Way out in the high desert of northeastern Nevada, there are 20,564 residents that call Elko home as of 2020. Spotted with hotels, motels, and casinos, this town sees many traveling ranchers and miners.
With such a slim population, it may be difficult to believe that this Western town is home to four museums. History and culture lovers can visit one or all of:
- The Cowboy Gear and Arts Museum
- The Western Folklife Center
- The Northeastern Nevada Museum
- The California Trail Interpretive Center
The lucky folks who visit at the right time will have the opportunity to attend the National Cowboy Poetry Gathering held every year at the Western Folklife Center. Despite its surrounding endless miles of sagebrush and dust, a short drive into Lamoille Canyon will offer some of the most dramatic, stunning views that many have ever seen.
The Ruby Mountains in this area provide breathtaking scenery full of hidden alpine lakes, lush forested areas, and striking granite peaks. Hiking trails, pristine landscape, and wildlife viewing ensure that everyone leaves overwhelmed by the Rubies’ beauty.
Just over an hour from Vegas on the Nevada/Arizona border lies the quaint town of Mesquite. With 20,471 citizens according to the 2020 census, this charming community is home to several vacation-worthy golf courses, as well as upscale casino hotels and spas.
The people here pay homage to their heritage and culture with the Virgin Valley Heritage Museum, the Mesquite Fine Arts Center, and the Donkey History Museum.
Countless parks speckle this area and offer a variety of entertainment. Hafen Lane Park provides a tennis court and pond. Library Park is an excellent option for anyone in the area with open grass, picnic tables, and the Mesquite Library next door. Hunter Sports Park is connected to a trail system and offers three lighted softball fields.
Mesquite is locally known as a gateway town to adventure. Within a short drive, wonders such as the Valley of Fire, Gold Butte National Monument, and Cathedral Gorge provide picturesque landscapes.
Boulder City, NV
As of 2020, 14,885 residents are lucky enough to call Boulder City home and bask in its abundance of outdoor activities. This small town about half an hour from Las Vegas is the true home of the massive, historic Hoover Dam, accessible with a quick 15-minute drive.
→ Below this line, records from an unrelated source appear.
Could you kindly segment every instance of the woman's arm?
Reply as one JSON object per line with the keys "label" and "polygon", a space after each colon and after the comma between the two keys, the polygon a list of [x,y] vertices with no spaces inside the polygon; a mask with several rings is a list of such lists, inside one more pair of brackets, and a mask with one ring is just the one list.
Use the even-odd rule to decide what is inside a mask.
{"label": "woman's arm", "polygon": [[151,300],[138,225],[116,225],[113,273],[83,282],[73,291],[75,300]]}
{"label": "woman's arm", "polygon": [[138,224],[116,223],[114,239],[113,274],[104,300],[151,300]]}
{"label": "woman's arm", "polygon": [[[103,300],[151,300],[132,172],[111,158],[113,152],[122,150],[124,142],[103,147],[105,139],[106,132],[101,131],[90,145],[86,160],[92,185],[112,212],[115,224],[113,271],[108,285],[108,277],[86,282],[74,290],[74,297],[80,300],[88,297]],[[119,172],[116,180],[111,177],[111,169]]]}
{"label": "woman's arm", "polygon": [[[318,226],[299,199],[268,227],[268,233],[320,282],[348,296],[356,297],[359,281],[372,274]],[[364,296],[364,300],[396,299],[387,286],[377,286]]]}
Get outside and stay outside with a plethora of hiking and walking trails, parks, and unique landscapes. Hike through five historic train tunnels on the Historic Railroad Hiking Trail, or bike through the stunning Bootleg Canyon.
Hemenway Park offers views of Lake Mead and seasonal bighorn sheep sightings. Stroll through the Nature Discovery Trail and Rock Garden to see giant desert animal statues, or head out to the El Dorado Dry Lake Bed for unique views and photo ops!
To escape the heat, head indoors to explore the eclectic mix of museums that grace the area. History buffs will lose themselves at the Boulder City/Hoover Dam Museum, while train enthusiasts can scratch the itch at the Nevada State Railroad Museum. For something more artsy and unique, wander through the galleries at Tom Devlin’s Monster Museum!
Even with quickly-dwindling city sizes, Nevada boasts a seemingly endless array of entertainment. Although around 40 million people visit The Strip each year, there are clearly countless other attractions that deserve to receive at least a similar amount of attention.
From Elko’s National Cowboy Poetry event to Reno’s proximity to epic skiing, the state’s visitors and locals will be hard-pressed to find themselves in a bout of boredom. Dramatic landscapes, a rich railroad history, and the country’s biggest dam make visiting Nevada a traveler’s dream.